In 1963, the American Bank Note Company employed 33 engravers in a house style they described with perfect deadpan seriousness: their stock certificates favored "folded robes, bare-chested men, and half-naked women who seem to be a cross between a Wagnerian soprano and the White Rock nymph." This was not artistic whimsy. Stock exchange regulations required certificates to include human figures with visible flesh, because the fine details of draped fabric and exposed skin were considered the hardest elements for a counterfeiter to duplicate. The building where these engravers worked, a mammoth industrial complex in the Hunts Point neighborhood of the Bronx, has its own story of reinvention that spans more than a century.
The American Bank Note Company was born on April 29, 1858, when seven major engraving firms merged into a single entity. Their first printing plant occupied a building at Wall and William Streets in Manhattan that would later become the United States Custom House. By 1908, the company was looking to separate its administrative offices from its production facilities, a move they believed would increase efficiency. The search for a new plant site settled on a large tract in Hunts Point, purchased from a real estate developer who had been building two-family houses on what was once the 85-acre estate of tea merchant Edward G. Faile. Proximity to the New York, New Haven and Hartford Railroad was a deciding factor; the plant would need the railroad to handle 10,000 short tons of paper and supplies each year. Architects Kirby, Petit & Green designed the complex with steel framing that allowed three times the window area of an all-brick structure, flooding the interior with daylight essential for inspecting detailed color printing.

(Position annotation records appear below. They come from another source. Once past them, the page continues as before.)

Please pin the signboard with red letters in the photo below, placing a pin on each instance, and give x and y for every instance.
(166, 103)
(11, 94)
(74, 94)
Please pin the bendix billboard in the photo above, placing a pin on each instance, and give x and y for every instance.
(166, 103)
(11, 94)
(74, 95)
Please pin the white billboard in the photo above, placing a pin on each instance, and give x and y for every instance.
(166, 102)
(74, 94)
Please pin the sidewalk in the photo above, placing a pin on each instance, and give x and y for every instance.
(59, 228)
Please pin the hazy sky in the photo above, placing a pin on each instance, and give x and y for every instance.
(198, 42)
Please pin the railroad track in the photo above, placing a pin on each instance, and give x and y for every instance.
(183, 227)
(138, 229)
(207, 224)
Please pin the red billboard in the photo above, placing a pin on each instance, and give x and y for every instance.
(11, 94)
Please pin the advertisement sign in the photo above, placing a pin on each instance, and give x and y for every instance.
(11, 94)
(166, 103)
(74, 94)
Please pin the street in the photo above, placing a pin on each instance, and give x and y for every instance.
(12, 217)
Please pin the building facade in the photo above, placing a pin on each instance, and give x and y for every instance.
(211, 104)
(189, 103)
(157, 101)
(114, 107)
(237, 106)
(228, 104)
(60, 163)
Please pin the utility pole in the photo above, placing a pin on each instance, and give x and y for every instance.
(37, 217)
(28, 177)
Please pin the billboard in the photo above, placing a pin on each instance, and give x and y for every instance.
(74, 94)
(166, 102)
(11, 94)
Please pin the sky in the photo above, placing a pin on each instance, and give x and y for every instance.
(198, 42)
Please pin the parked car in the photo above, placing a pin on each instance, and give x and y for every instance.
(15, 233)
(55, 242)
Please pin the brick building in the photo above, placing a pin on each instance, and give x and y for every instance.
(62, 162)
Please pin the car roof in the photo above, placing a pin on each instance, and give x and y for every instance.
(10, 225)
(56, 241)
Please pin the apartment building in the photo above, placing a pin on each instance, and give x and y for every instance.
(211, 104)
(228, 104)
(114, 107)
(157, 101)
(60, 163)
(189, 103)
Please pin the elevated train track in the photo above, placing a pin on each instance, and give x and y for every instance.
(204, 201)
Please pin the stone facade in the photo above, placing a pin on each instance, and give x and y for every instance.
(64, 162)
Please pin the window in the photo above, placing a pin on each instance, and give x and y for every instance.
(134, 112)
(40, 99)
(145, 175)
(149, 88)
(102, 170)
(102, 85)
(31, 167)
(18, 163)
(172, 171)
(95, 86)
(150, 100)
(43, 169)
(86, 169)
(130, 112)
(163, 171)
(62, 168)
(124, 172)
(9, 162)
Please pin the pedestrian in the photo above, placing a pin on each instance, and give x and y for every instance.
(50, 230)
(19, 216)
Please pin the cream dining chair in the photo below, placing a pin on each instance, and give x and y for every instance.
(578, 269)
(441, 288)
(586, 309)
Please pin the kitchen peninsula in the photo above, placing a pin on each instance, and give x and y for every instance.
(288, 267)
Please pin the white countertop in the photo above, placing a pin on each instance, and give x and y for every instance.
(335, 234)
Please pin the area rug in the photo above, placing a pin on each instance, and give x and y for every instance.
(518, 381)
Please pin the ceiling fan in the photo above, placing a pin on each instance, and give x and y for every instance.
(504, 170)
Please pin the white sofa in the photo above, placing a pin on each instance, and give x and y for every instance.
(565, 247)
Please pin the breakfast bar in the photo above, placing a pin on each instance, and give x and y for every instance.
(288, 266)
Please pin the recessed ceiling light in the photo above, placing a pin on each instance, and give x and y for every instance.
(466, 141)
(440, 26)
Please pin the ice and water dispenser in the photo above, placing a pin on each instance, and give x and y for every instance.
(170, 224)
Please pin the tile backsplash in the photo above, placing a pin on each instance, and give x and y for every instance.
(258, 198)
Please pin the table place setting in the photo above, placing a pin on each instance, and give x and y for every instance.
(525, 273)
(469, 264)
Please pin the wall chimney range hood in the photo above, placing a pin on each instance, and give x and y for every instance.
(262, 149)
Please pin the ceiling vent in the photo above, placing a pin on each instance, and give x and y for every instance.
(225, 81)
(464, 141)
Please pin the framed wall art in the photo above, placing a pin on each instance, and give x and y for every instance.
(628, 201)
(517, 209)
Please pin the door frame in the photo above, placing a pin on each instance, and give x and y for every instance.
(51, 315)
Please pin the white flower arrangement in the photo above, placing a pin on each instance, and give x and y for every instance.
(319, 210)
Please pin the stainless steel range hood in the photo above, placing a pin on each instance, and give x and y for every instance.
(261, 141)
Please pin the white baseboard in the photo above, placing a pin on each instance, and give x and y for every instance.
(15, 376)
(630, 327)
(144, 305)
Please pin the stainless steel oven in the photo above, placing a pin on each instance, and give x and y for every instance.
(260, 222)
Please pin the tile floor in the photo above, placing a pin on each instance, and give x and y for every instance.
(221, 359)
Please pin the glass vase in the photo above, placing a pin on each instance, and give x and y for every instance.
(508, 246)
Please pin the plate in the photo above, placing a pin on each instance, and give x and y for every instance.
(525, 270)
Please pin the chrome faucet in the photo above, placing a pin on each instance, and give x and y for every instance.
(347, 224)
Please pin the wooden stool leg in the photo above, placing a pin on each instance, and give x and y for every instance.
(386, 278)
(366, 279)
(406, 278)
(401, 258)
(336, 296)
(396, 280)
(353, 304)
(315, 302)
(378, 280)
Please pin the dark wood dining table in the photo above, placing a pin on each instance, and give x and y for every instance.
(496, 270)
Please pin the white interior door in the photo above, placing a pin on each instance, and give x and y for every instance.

The plant was a technological showpiece when it opened. Each press ran on its own electric motor, a system called "unit drive" that was advanced for the era and would not become widespread until the 1920s. Column spacing reached 40 feet in places, with 21-foot ceilings and floors rated for heavy loads. The company printed currency, stock certificates, bonds, and food stamps, always pushing the limits of what counterfeiters could replicate. Their research program constantly developed better engraving techniques, inks, and papers. A fourth story was added to the Lafayette wing in 1925, and at its peak the plant hummed with the work of producing the intricate documents that underpinned global finance. In 1977, the complex was bombed by the FALN, a Puerto Rican nationalist group that targeted it as a symbol of what they called "Yanki repression and exploitation." The explosion near the Lafayette Avenue entrance shattered windows up to the fourth floor, one of over seventy bombings attributed to the group over nearly a decade.
By the mid-1980s, the plant had dwindled to about 500 employees, and American Bank Note relocated to Blauvelt, New York. What followed was a series of reinventions. Walter Cahn and Max Blauner purchased the site in 1985 for $8.3 million and converted it into the Bronx Apparel Center. Clothing manufacturers moved into spaces that once housed engraving presses. The Bronx Academy of Arts and Dance took up residence, as did art studios, a wine cellar, and a homeless shelter. In 2008, Taconic Investment Partners and Denham Wolf Real Estate Services bought the complex for $32.5 million, investing another $37 million in renovations with the stated goal of making it a haven for cultural groups priced out of Manhattan. A business incubator opened, offering startups month-to-month leases for as little as a single desk. The JVL Wildcat Academy, a high school campus, set up culinary programs and a hydroponics garden in the Lafayette wing.
The cultural rebirth had its tensions. When Taconic refused to extend the Bronx Academy of Arts and Dance's lease at its existing rate in 2013, instead offering a one-year extension at double the rent, the Academy's co-founder accused the new owners of breaking their promise to maintain the building's character as an arts hub. The Academy left. In 2014, Taconic sold the entire site to Madison Marquette and Perella Weinberg for $114 million, a price that reflected Hunts Point's rising real estate values more than its artistic aspirations. The New York City Landmarks Preservation Commission had designated the plant a city landmark in 2008, recognizing it as part of the city's industrial heritage. The building endures, its terra-cotta details and massive steel frame a reminder that the Bronx once manufactured the paper promises that moved the world's money.
Located at 40.817N, 73.891W in the Hunts Point section of the Bronx, adjacent to the Hell Gate Line railroad tracks (formerly New York, New Haven and Hartford Railroad). The three interconnected industrial buildings and distinctive tower are visible from above. Best viewed at 2,000-3,000 feet AGL. Nearest airports: KLGA (LaGuardia, 5nm southwest), KTEB (Teterboro, 12nm west). One block from Bruckner Boulevard; the Bronx River is immediately east.